Runtime data provenance for AI pipelines.
Origin is a lightweight library that tracks data as it flows through machine learning training pipelines, generating cryptographic fingerprints and maintaining license metadata for compliance and auditability.
Modern AI models are trained on massive datasets aggregated from diverse sources. This creates significant challenges:
- Compliance requirements: Regulations like the EU AI Act mandate transparency about training data
- License conflicts: Datasets may contain data under incompatible licenses (e.g., mixing GPL and proprietary content)
- Audit trails: Organizations need to demonstrate what data was used to train specific models
- Reproducibility: Without provenance records, reproducing training runs is unreliable
Studies have found that popular ML datasets frequently contain mislabeled or miscategorized license information, exposing model creators to legal and compliance risks.
Origin provides a zero-dependency observation layer that:
- Records provenance automatically without modifying your training pipeline
- Generates cryptographic fingerprints for individual samples and batches
- Tracks license metadata from data sources through to model training
- Detects potential conflicts between incompatible licenses
- Exports audit-ready reports in standard formats
Unlike experiment tracking tools, Origin focuses exclusively on data lineage. It observes and records, never transforms.
pip install origin-provenancefrom origin.storage.database import ProvenanceDatabase
from origin.hooks.pytorch import DataLoaderHook
# Initialize database
db = ProvenanceDatabase("./provenance.db")
session = db.begin_session(config_hash="experiment_v1")

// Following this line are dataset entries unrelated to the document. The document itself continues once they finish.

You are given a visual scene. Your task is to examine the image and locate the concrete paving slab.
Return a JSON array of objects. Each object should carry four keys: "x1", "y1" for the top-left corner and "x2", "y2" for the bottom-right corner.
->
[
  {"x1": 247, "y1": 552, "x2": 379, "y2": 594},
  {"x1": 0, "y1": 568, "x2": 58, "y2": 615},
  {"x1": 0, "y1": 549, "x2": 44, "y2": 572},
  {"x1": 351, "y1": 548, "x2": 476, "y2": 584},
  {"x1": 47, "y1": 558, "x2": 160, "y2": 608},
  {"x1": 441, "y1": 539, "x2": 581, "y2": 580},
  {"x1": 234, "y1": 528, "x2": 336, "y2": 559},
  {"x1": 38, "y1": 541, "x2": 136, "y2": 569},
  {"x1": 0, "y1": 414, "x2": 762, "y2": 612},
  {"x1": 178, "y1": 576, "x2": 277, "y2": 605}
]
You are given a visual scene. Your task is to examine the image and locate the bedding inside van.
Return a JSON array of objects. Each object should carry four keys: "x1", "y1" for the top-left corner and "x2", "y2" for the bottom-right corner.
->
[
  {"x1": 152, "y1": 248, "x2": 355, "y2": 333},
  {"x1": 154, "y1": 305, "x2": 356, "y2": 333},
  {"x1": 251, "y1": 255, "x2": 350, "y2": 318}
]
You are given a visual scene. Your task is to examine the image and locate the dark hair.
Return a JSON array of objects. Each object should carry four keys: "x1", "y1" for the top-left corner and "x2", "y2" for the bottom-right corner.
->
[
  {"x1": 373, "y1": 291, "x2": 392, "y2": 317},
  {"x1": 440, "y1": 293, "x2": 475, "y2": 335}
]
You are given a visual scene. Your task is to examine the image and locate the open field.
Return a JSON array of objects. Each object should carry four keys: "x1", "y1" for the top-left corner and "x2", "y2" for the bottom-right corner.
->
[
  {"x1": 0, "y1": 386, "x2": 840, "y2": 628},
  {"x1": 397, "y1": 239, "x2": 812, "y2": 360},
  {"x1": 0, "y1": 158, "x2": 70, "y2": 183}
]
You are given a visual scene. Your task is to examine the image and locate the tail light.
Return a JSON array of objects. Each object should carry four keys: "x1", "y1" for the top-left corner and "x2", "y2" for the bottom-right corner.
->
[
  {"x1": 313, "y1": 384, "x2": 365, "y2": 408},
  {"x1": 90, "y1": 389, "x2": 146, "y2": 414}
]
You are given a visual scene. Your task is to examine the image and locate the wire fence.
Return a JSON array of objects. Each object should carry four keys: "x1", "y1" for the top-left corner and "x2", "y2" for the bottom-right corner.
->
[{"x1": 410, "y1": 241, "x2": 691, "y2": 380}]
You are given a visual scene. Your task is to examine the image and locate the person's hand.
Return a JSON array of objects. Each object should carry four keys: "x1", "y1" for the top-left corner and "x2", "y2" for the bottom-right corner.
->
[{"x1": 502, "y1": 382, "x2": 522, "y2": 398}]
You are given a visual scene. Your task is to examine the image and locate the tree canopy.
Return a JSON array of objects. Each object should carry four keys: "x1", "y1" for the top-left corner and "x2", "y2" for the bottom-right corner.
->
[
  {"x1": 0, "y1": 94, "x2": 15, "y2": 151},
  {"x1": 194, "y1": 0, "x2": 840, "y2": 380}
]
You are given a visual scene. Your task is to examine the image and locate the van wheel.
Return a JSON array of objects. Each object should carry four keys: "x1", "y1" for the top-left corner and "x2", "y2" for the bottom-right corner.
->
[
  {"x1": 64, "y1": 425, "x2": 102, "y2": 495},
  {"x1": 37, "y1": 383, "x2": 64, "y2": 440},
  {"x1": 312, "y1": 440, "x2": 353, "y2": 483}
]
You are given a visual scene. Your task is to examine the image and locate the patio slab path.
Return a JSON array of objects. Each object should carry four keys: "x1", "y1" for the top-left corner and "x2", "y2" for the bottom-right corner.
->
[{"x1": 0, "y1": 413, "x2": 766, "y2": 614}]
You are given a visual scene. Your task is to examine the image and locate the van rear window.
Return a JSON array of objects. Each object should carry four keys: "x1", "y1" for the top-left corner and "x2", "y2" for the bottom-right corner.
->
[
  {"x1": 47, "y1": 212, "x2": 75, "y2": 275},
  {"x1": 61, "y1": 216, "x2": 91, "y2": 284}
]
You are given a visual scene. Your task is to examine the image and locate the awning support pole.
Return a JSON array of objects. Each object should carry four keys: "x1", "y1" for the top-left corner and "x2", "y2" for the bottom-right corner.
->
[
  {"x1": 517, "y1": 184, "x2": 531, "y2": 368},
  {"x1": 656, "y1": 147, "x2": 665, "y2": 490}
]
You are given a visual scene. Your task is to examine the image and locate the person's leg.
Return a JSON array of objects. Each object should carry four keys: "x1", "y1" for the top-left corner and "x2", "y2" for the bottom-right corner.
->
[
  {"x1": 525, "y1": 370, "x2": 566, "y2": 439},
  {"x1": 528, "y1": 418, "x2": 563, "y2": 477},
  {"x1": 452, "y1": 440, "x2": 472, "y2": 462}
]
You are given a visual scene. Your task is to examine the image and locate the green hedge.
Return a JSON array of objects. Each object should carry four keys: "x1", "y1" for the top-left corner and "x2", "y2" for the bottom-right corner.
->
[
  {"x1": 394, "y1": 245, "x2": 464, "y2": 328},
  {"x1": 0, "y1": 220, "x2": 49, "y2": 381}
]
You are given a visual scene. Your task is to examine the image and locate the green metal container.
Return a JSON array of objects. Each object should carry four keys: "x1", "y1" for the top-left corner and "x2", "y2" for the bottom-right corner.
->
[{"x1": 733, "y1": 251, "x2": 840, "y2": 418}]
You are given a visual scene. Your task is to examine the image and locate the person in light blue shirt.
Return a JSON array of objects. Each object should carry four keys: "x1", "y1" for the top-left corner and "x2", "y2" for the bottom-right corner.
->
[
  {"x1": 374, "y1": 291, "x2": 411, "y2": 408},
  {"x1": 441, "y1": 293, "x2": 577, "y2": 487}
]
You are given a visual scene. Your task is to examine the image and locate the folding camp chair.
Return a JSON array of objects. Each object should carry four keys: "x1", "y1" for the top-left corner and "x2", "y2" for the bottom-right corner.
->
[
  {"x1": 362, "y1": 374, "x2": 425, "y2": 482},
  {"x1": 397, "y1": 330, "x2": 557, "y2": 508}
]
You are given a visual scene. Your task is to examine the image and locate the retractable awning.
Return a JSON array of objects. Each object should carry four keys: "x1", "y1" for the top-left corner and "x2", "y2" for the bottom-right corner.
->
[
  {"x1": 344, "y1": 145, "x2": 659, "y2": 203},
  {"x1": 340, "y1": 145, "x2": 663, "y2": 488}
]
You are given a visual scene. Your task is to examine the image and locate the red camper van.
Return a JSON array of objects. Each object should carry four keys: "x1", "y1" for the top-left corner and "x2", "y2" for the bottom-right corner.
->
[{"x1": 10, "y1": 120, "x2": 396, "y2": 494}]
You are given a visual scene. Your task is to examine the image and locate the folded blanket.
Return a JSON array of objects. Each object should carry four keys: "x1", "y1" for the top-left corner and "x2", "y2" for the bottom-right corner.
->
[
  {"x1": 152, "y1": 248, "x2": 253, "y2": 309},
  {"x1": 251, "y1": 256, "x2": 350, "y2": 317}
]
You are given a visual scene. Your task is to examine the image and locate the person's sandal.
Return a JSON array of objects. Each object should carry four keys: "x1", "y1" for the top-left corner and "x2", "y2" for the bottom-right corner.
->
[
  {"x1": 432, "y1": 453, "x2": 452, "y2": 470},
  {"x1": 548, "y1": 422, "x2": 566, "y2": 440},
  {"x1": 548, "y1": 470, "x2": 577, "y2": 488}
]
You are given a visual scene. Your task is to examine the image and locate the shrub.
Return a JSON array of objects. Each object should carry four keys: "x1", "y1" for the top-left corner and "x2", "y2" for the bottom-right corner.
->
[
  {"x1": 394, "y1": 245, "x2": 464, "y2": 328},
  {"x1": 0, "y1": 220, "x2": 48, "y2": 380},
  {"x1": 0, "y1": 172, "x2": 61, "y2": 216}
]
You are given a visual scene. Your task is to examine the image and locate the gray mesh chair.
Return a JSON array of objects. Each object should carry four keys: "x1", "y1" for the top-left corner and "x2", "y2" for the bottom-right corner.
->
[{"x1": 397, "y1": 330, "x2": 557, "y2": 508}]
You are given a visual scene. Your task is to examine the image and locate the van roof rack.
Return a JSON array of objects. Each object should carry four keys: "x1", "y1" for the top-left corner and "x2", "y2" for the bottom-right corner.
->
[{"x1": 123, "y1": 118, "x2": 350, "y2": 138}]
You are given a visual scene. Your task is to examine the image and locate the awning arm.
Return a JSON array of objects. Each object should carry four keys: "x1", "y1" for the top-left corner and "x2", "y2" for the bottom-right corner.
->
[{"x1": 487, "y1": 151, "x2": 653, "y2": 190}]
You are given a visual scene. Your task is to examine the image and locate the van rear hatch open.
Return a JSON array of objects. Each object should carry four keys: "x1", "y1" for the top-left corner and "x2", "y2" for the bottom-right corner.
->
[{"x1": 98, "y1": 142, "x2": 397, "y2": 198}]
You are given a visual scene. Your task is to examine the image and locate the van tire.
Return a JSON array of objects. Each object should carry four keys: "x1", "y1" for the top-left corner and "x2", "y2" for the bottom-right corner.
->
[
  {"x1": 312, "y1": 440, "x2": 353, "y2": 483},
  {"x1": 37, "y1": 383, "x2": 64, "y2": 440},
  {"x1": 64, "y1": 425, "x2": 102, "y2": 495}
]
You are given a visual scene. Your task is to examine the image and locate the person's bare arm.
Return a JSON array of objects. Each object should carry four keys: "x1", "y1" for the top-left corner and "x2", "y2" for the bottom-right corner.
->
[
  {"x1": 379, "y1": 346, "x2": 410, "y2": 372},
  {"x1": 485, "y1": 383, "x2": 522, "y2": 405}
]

# Create hook for your DataLoader
hook = DataLoaderHook(
db=db,
session_id=session.session_id,
source_id="training_data",
license_id="MIT"
)
# Wrap your training loop - data flows through unchanged
for batch in hook.wrap(dataloader):
loss = train_step(batch) # batch is not modified
# End session
db.end_session(session.session_id, status="completed")Origin operates as a passive observation layer alongside your data pipeline:
┌─────────────┐ ┌────────────────────┐ ┌──────────────┐
│ Data Source │───▶│ Origin Hook │───▶│ Training │
│ │ │ (observe only) │ │ Loop │
└─────────────┘ └────────────────────┘ └──────────────┘
│
▼
┌────────────────────┐
│ Provenance DB │
│ - Fingerprints │
│ - Licenses │
│ - Batch records │
└────────────────────┘
Fingerprinting: Each data sample is hashed using SHA-256. Batches are aggregated using Merkle trees, enabling efficient verification and tamper detection.
Storage: All provenance data is stored in a local SQLite database. No network connectivity required. No data leaves your system.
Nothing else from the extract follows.